Harvey, the tropical storm that made landfall as a Category 4 hurricane on Friday night, is one of the worst to hit the U.S. in over a decade. It has sustained 130 mph winds, traveled 3,100 miles and is expected to dump over 50 inches of rain throughout its reign, according to The Weather Channel.
Climate scientists are hesitant (as they should be, this is science) to diagnose any storm as being directly related to climate change. With that being said, they’re fairly certain 200 years of fossil fuel burning has raised temperatures enough to make matters worse.
“In general, the way to think about it is: climate change has changed the environment that everything is happening in,” senior scientist at the National Center for Atmospheric Research Kevin Trenberth told National Geographic. “When you add in the climate’s natural variability and then the right conditions come along, you can get a storm which is stronger than you might otherwise have expected.”
According to NASA’s Third National Climate Assessment Report, long-term effects of global climate change include changes in precipitation patterns, a rise in sea level and stronger, more intense hurricanes.

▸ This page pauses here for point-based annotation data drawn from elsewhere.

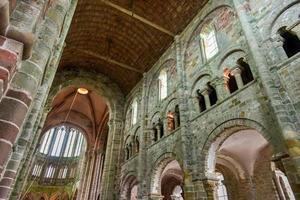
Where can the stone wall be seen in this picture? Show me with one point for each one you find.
(247, 108)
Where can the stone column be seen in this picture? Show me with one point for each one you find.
(83, 176)
(142, 157)
(206, 98)
(282, 115)
(237, 73)
(187, 146)
(112, 161)
(28, 158)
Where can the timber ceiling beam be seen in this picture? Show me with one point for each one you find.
(109, 60)
(142, 19)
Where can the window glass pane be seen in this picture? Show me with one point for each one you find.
(209, 39)
(47, 141)
(60, 143)
(221, 189)
(72, 143)
(134, 112)
(57, 141)
(77, 150)
(71, 134)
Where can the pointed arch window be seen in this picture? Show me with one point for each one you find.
(134, 112)
(163, 84)
(209, 41)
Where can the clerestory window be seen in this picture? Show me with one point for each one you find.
(134, 112)
(163, 84)
(209, 41)
(62, 141)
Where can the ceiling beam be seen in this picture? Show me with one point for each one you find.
(109, 60)
(132, 14)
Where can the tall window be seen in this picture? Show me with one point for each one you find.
(163, 84)
(209, 41)
(134, 112)
(62, 141)
(291, 42)
(221, 189)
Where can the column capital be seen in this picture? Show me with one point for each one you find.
(205, 91)
(236, 71)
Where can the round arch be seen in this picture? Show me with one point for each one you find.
(158, 168)
(226, 129)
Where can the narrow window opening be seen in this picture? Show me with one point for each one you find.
(291, 43)
(221, 188)
(155, 132)
(163, 84)
(161, 128)
(170, 121)
(246, 74)
(137, 145)
(134, 112)
(212, 94)
(230, 81)
(177, 115)
(127, 153)
(209, 41)
(201, 101)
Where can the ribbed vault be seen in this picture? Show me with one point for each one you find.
(123, 38)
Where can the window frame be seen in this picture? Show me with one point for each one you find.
(163, 84)
(210, 28)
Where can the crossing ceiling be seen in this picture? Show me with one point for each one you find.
(124, 38)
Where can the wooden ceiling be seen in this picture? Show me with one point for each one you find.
(124, 38)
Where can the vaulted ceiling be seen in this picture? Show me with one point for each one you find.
(86, 111)
(124, 38)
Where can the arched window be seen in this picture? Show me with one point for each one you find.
(230, 81)
(50, 172)
(291, 42)
(62, 141)
(133, 193)
(137, 144)
(246, 73)
(212, 94)
(161, 128)
(171, 121)
(221, 189)
(127, 153)
(283, 186)
(163, 84)
(201, 101)
(134, 108)
(177, 116)
(155, 132)
(209, 41)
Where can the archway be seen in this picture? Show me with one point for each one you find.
(239, 165)
(129, 188)
(167, 181)
(73, 144)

Since the early 1980s, the frequency of Category 4 and 5 hurricanes has increased and hurricane-associated rainfall is expected to increase as the climate continues to warm.
Hurricanes tend to lose strength as they get closer to land because they lose access to energy from the hot, wet ocean air. Harvey’s winds, however, intensified by 45 mph in the 24 hours before it hit land, according to the National Hurricane Center.
The warm ocean waters provide energy for the hurricane, but as they grow, they also pick up seawater, which churns the ocean and pushes warm water deep below the surface. According to Trenberth, the storm is then weakened by the new, cold water being close to the atmosphere.
Harvey did this too — it churned up the ocean water — but the problem was that ocean water 200 meters below the surface was STILL warm. Instead of weakening the storm, the churning intensified it.
“Hurricanes are powered by the evaporation of sea water,” MIT atmospheric sciences professor Kerry Emanuel told National Geographic. “Water evaporates faster from hot surface than a cold surface.”
Because the storm pulls up moisture it already dumped on land that’s once again evaporating, the storm is basically feeding itself as a self-sustaining system.
According to Emanuel’s research earlier this year on changes in hurricane speeds, a storm that increases by 60 knots in the 24 hours before landfall was likely to occur once per century in the 1900s. Later this century, Emanuel expects them to come every 5-10 years.
“[The ocean heat] is the main fuel for the storm,” Trenberth said. “Although these storms occur naturally, the storm is apt to be more intense, maybe a bit bigger, longer-lasting, and with much heavier rainfalls.”
The increased precipitation has been the most damaging aspect of Harvey, and it’s also what’s worrying climate scientists the most: when the earth heats up, rainfall increases in regions along the equator. Heat from the ocean allows the storm to intake more water vapor, and because the atmosphere is warmer, its capacity to hold moisture increases.
“The big story is the precipitation — it’s a no-brainer,” senior staff scientist at the DOE’s Lawrence Berkley National Laboratory Michael Wehner told National Geographic. “Pretty much everything we’ve done so far has suggested that in this situation, precipitation will be increased. Lots of simulations are being done. In every one of them, it rains more.”
According to National Geographic, every scientist contacted was in agreement that the increased volume of rain was almost certainly driven by increased temperatures from human carbon dioxide emissions.
“The human contribution can be up to 30 percent or so of the total rainfall coming out of the storm,” Trenberth said. “It may have been a strong storm, and it may have caused a lot of problems anyway, but human-caused climate change amplifies the damage considerably.”
A draft of the U.S. governmental review of climate science, due later this year, says there is “medium confidence” that human activities have contributed to the upward trend of hurricane activity since the 1970s.
So while we can’t say that climate change directly “caused” Hurricane Harvey, we can say that it played a part in exacerbating certain characteristics of the storm and intensified its rainfall and wind speeds. This is exactly the kind of weird weather climate scientists have been warning us about.